Shapley Value-Based Decomposition

Updated 5 January 2026

Shapley value-based decomposition methods are approaches that leverage cooperative game theory to fairly attribute system-level quantities among components.
They reduce computational complexity by decomposing high-dimensional problems into tractable subgames, as demonstrated in multiterminal data compression.
These methods are widely applied in machine learning, econometrics, and portfolio attribution, providing fair, interpretable, and scalable model explanations.

A Shapley value-based decomposition method is any approach that leverages the axiomatic, coalition-based Shapley value from cooperative game theory to obtain additive, fair, and interpretable attributions of a system-level quantity (e.g., cost, utility, explained variance) among components (players, features, data points, subproblems). Such methods are pervasive across information theory, machine learning interpretability, econometrics, portfolio attribution, and combinatorial optimization. This article provides a rigorous survey of general theory, representative methodologies, key structural and computational insights, and domain-specific applications, with an emphasis on recent advances in decomposition techniques as exemplified by multiterminal data compression and tractable variants in high-dimensional settings.

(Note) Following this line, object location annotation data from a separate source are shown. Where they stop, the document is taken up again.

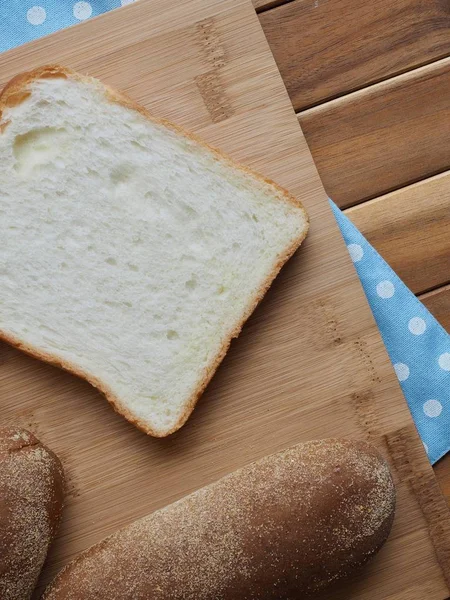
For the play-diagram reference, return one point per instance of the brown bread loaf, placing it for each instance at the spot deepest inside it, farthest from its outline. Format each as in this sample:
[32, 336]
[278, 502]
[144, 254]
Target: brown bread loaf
[281, 528]
[31, 498]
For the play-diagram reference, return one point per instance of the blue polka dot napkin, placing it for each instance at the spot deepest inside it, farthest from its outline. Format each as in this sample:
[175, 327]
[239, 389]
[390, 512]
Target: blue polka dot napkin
[418, 346]
[25, 20]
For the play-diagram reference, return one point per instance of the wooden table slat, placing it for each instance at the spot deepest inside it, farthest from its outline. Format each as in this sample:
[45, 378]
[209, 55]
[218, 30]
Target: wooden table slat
[438, 303]
[325, 48]
[384, 137]
[410, 228]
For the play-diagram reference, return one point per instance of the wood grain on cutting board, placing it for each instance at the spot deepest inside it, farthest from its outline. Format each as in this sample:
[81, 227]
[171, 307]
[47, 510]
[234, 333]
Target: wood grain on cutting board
[308, 364]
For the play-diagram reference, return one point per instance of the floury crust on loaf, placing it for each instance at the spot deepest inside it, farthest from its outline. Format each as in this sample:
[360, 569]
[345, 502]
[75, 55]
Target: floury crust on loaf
[132, 253]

1. Theoretical Foundation: Shapley Value and Decomposition Principles

The Shapley value is defined for a cooperative game specified by a finite ground set of players $N=\{1,\dots,n\}$ and a characteristic function $v:2^N\to\mathbb{R}$ assigning value to each coalition. The canonical Shapley value for player $i$ is given by:

$\phi_i(v) = \sum_{S\subseteq N\setminus\{i\}} \frac{|S|!\,(n-|S|-1)!}{n!} [v(S\cup \{i\}) - v(S)].$

This allocation uniquely satisfies efficiency ( $\sum_i \phi_i = v(N)$ ), symmetry, dummy, and additivity axioms.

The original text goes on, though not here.